Live performance of electronic music can’t help but create a disconnect between artist, sounds created, and audience experience. Whether the performer is hunched over a modular synth or illuminated by the glow of a laptop screen, the connection between physical actions and sound generated is often far from obvious.
A consequence of this disconnect is a growing use of images – musicians collaborating with VJs and video artists to add a visual element to their performance. Often this feels contrived: projections tacked onto a live show, or electronic soundtrack forced into a gallery installation. On 18th October 2017, the Barbican’s Milton Hall was host to two performances which revelled in the opportunities offered by multimedia performance, realising the potential of electronic music to be more than a soundtrack, and instead actively drive and shape a narrative.
Spanish duo LCC (Ana Quiroga and Uge Pañeda) presented ‘Bastet‘, a work created in collaboration with Portuguese film maker Pedro Maia. The project is named after an Egyptian goddess of music and female power, and sees Maia’s projections used to translate LCC’s second album to the stage.
"Pedro Maia’s visuals, created from manipulation of 16mm + 8mm film, integrate seamlessly into the duo’s engagement, fleshing out the collision between ancient and modern suggested in the music."
The audio element of the performance has Pañeda and Quiroga generating rich ritualistic dub, from monolithic bass drones to monastic chanting, sirens and reverb drenched beats. There is a constant sense of two minds at play, collections of sounds always coming in pairs – sometimes orbiting around each other, other times clashing. Constantly combining into moments of harmony or shared chaos.

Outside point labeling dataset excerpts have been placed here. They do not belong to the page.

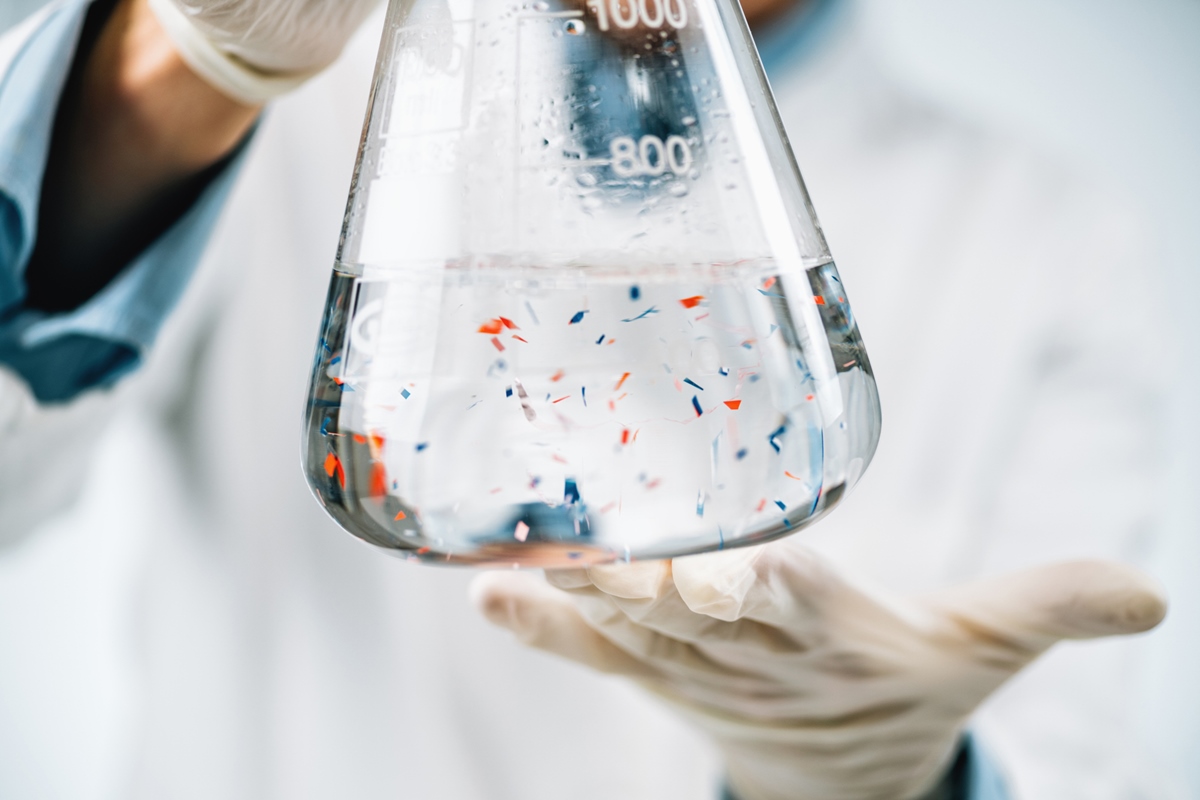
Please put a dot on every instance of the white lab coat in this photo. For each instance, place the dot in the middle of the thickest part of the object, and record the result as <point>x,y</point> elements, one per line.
<point>275,656</point>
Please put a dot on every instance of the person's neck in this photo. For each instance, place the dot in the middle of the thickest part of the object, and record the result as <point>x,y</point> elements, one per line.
<point>762,13</point>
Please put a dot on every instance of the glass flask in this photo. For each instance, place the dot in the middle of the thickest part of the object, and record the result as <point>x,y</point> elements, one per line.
<point>582,310</point>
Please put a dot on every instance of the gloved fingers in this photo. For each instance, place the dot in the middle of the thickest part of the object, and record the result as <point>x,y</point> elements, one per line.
<point>646,594</point>
<point>544,618</point>
<point>1029,611</point>
<point>780,584</point>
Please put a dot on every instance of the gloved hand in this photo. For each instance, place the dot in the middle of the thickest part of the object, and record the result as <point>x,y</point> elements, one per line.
<point>815,686</point>
<point>257,49</point>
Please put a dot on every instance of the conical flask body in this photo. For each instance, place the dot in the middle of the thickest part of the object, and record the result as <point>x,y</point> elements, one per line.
<point>582,310</point>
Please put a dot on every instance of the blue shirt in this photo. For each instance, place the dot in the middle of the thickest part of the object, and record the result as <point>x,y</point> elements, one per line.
<point>64,355</point>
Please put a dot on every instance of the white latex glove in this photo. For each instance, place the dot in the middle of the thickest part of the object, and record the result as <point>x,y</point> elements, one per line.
<point>257,49</point>
<point>814,686</point>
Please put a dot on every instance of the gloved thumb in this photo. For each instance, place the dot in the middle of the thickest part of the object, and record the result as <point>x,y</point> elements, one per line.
<point>545,618</point>
<point>1073,600</point>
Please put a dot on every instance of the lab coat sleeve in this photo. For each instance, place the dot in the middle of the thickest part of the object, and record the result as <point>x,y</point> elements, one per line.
<point>48,434</point>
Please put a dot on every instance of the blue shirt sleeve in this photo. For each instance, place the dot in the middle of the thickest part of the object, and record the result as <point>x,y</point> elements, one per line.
<point>63,355</point>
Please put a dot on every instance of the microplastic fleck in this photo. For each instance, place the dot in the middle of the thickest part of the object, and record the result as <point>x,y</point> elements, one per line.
<point>531,414</point>
<point>646,313</point>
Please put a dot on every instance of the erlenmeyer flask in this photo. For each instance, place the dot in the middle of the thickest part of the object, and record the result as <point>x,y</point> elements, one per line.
<point>582,310</point>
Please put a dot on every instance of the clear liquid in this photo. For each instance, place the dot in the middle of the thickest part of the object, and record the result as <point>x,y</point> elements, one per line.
<point>490,415</point>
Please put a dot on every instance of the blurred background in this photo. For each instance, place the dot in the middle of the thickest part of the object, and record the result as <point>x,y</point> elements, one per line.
<point>1109,86</point>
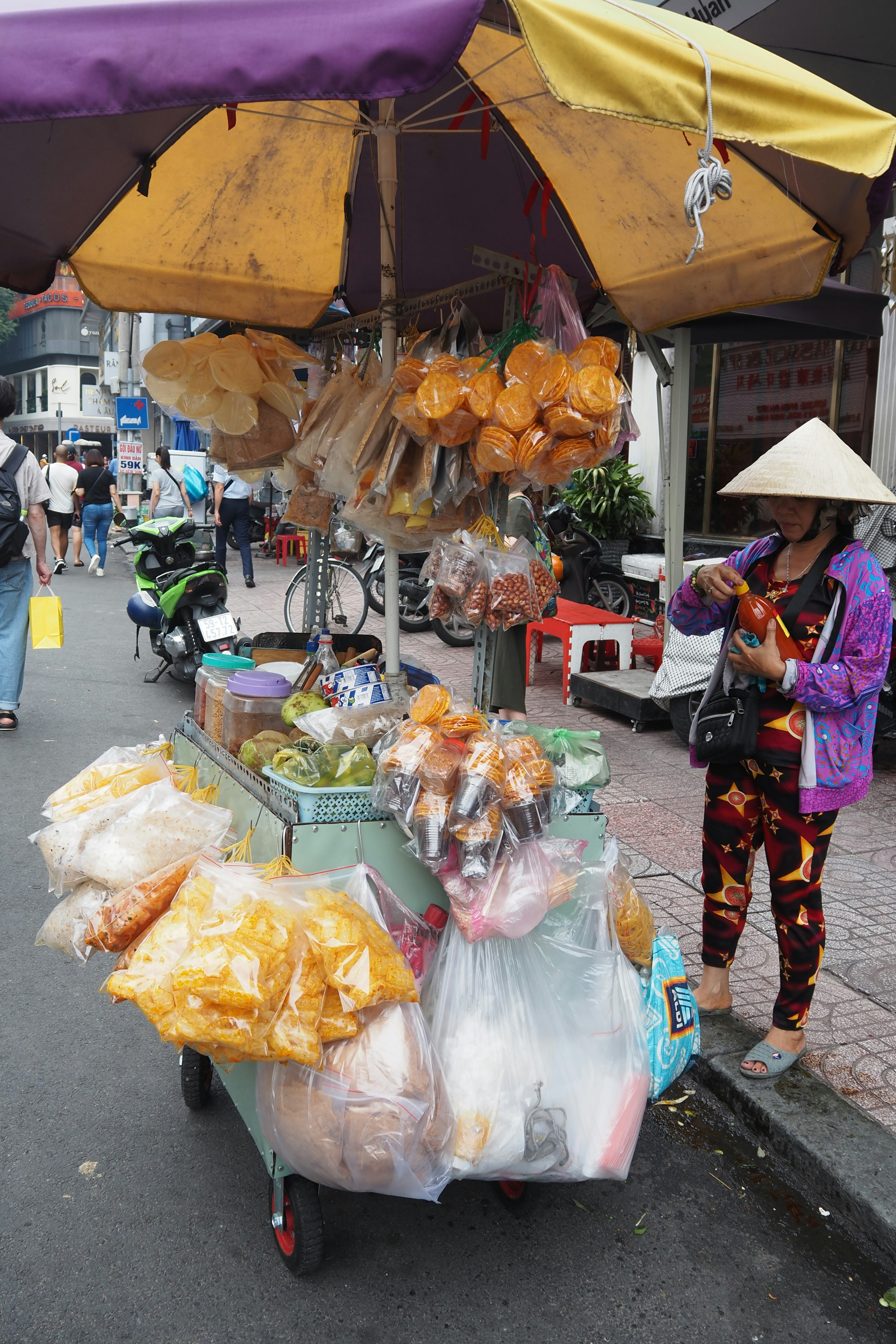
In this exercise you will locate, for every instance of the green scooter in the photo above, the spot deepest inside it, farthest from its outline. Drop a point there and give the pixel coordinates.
(179, 600)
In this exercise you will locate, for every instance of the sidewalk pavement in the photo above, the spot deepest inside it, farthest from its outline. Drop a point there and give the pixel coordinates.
(655, 808)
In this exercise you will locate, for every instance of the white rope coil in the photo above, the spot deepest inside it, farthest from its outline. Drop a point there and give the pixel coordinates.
(711, 182)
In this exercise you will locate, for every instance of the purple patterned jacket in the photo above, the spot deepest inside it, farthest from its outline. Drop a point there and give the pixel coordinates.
(840, 694)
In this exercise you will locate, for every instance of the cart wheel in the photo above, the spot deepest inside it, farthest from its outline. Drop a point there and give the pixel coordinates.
(512, 1193)
(300, 1241)
(195, 1078)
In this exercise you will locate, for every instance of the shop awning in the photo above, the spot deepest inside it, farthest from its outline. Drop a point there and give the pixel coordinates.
(259, 210)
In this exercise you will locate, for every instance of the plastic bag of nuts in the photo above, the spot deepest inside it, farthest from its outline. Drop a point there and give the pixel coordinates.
(512, 595)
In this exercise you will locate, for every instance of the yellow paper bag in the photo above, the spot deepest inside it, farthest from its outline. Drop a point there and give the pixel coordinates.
(45, 613)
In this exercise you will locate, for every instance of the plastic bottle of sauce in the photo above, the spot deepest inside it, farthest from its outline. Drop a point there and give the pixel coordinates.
(754, 615)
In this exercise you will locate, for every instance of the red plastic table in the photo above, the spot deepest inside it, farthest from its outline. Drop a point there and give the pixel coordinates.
(578, 626)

Pedro Maia’s visuals, created from manipulation of 16mm and 8mm film, integrate seamlessly into the duo’s engagement, fleshing out the collision between ancient and modern suggested in the music. Blocks of analogue flicker are interspersed with occasional moments of tangible shapes and images, blurred shadows coalescing into grainy ancient monuments. As with the musicians’ engagement with each other, Maia’s response to the sounds is conscious that moments of convergence are as vital as moments of abrasion.

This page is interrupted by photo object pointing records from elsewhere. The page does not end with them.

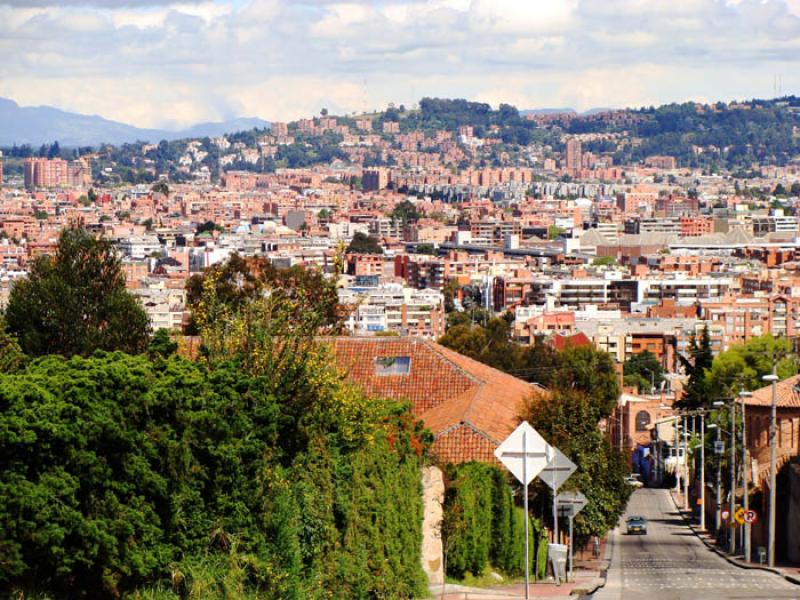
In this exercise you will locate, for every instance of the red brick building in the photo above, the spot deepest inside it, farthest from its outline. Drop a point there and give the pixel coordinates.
(469, 407)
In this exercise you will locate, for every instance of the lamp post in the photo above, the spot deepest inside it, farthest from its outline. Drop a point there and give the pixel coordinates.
(772, 461)
(685, 463)
(717, 515)
(702, 470)
(745, 486)
(732, 503)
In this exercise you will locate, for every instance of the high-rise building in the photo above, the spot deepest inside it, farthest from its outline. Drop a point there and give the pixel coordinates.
(573, 155)
(56, 172)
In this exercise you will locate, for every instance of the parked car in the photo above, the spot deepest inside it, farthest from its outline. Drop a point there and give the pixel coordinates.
(633, 480)
(636, 525)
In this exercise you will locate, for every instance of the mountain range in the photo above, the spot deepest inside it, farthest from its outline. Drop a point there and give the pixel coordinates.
(38, 125)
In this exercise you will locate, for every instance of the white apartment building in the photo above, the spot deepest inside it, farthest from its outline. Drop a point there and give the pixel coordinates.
(394, 307)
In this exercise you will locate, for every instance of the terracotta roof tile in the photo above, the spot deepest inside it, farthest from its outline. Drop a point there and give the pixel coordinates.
(788, 394)
(462, 401)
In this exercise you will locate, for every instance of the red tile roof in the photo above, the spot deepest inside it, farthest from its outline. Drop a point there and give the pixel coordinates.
(787, 392)
(469, 407)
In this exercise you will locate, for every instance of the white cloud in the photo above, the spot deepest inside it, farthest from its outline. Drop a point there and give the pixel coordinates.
(154, 63)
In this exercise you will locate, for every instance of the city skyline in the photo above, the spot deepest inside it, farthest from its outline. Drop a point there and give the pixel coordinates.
(158, 63)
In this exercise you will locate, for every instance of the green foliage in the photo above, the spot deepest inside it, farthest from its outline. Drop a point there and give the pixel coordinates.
(162, 345)
(698, 392)
(743, 365)
(483, 528)
(253, 473)
(364, 244)
(76, 302)
(643, 370)
(240, 280)
(568, 420)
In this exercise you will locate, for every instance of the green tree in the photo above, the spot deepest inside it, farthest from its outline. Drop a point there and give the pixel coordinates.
(364, 244)
(643, 370)
(697, 392)
(568, 420)
(743, 365)
(76, 302)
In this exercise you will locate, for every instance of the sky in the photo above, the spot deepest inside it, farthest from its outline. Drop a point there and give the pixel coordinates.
(169, 64)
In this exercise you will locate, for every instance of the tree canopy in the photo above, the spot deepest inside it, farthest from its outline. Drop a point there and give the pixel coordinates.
(743, 365)
(76, 302)
(643, 370)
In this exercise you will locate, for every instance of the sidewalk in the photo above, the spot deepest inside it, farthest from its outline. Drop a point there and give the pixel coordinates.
(789, 572)
(589, 574)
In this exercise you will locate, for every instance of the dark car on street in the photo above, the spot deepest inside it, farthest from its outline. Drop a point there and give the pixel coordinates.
(636, 525)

Russian born Dasha Rush is no stranger to meshing together art forms. ‘Sleepstep‘, her remarkable 2015 opus for Raster Norton, interspersed minimal beats with glassy sound design, ASMR textures and vivid poetry. At Milton Hall she performed ‘Antarctic Takt‘, a collaboration with Stanislav Glazov that sees the pair combine to create an imagined Antarctica as an escape from the vagaries of the modern world.
"Glazov’s 3D, computer generated animations range from molecular level studies of ice to sweeping, permafrost covered landscapes."

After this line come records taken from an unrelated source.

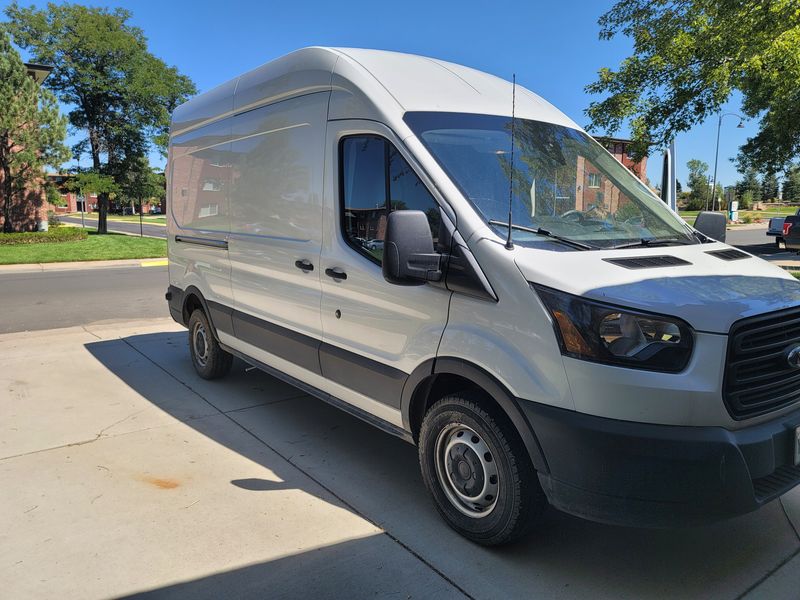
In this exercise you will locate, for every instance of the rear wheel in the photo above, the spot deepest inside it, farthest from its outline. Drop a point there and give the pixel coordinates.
(478, 472)
(209, 359)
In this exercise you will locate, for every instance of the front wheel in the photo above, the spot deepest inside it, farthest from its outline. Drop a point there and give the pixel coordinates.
(478, 472)
(209, 359)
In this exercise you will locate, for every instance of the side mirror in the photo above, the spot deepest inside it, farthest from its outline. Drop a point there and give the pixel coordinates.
(408, 255)
(711, 224)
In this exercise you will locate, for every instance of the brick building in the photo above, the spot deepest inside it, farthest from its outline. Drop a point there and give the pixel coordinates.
(28, 211)
(621, 149)
(74, 203)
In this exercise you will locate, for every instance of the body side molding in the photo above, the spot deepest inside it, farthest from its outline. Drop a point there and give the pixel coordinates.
(324, 396)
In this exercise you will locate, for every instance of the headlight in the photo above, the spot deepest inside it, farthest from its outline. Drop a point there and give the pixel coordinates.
(609, 334)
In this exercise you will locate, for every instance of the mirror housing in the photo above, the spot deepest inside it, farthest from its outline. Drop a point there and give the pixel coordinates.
(408, 254)
(712, 225)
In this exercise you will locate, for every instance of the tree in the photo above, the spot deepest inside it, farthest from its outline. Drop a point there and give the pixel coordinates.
(698, 184)
(769, 187)
(92, 182)
(689, 57)
(141, 182)
(121, 95)
(32, 131)
(791, 184)
(53, 195)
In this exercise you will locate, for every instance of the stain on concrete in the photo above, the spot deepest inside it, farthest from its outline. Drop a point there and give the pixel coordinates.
(164, 484)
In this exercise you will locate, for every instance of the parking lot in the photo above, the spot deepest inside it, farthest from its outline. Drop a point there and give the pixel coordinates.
(123, 474)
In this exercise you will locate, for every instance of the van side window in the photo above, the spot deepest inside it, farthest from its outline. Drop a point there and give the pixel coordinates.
(376, 179)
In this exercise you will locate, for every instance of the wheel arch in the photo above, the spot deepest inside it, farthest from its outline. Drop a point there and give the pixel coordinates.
(436, 377)
(192, 300)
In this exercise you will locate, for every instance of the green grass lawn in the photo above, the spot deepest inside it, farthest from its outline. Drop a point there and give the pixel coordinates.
(110, 246)
(146, 219)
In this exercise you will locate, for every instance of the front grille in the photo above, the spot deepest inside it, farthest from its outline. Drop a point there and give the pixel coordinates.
(758, 376)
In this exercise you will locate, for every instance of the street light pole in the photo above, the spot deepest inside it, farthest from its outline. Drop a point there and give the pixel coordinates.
(713, 189)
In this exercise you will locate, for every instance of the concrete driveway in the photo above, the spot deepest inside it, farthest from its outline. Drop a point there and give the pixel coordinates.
(122, 473)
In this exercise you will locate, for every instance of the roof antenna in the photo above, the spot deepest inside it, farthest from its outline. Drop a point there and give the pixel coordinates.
(509, 243)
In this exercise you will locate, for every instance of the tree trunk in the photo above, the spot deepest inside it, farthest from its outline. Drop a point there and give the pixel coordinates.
(102, 199)
(102, 213)
(7, 189)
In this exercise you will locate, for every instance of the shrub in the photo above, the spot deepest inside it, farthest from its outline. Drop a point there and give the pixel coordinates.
(59, 234)
(52, 219)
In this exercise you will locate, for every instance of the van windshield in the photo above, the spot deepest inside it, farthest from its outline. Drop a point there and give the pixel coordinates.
(564, 182)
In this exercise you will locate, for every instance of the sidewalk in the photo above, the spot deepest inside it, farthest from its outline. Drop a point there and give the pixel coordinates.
(89, 264)
(124, 473)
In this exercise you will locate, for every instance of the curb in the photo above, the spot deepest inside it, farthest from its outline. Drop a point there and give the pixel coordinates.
(87, 264)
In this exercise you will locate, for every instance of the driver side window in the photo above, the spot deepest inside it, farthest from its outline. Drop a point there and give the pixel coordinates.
(375, 179)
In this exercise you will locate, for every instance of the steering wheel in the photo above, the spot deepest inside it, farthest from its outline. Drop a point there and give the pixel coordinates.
(573, 213)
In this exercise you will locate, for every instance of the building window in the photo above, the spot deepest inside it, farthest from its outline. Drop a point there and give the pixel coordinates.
(212, 185)
(374, 180)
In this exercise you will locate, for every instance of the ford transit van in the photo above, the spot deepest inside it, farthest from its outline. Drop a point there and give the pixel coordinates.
(377, 229)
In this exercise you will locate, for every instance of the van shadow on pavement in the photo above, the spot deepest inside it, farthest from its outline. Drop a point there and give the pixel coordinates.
(377, 476)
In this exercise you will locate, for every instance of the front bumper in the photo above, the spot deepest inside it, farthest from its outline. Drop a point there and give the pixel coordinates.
(649, 475)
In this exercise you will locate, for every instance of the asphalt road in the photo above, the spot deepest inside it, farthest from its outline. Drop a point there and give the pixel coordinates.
(121, 226)
(53, 299)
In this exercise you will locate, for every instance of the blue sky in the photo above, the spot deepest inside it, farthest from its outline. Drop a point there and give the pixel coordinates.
(553, 47)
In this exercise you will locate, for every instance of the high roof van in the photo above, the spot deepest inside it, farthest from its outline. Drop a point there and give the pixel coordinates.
(450, 258)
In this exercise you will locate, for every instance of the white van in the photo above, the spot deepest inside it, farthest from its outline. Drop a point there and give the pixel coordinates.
(340, 219)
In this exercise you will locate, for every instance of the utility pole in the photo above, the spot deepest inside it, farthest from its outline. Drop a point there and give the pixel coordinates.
(713, 189)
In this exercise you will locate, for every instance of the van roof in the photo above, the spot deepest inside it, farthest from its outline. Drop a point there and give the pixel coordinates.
(367, 84)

Significantly, Rush doesn’t perform on Milton Hall’s sizeable stage, instead electing to set up behind the audience, in the projector booth with Glazov. It reinforces that the sound and vision were created as one entity, firmly shifting the performance away from a ‘musician and accompanying visuals dynamic’ into an integrated multimedia piece.
Glazov’s 3D, computer generated animations range from molecular level studies of ice to sweeping, permafrost covered landscapes. Rush’s soundtrack is rooted to club music, techno’s pulse felt through even the most ambient packages. Combined with the animations, Rush’s sounds amplify the detachment from time so crucial to a rave – the constant flow of beats, synths and samples capturing the vast, synthetic world depicted in the visuals. The effect is startling, by taking defining components of club music out of their context and into a seated theatre, Rush and Glazov unveil its vivid narrative potential.
Milton Hall is described on the Barbican’s website as a perfect setting for choral and chamber music. Dasha Rush and Stanislav Glazov, and LCC and Pedro Maia, used this setting to point towards the huge possibilities of fully integrating electronic music with images.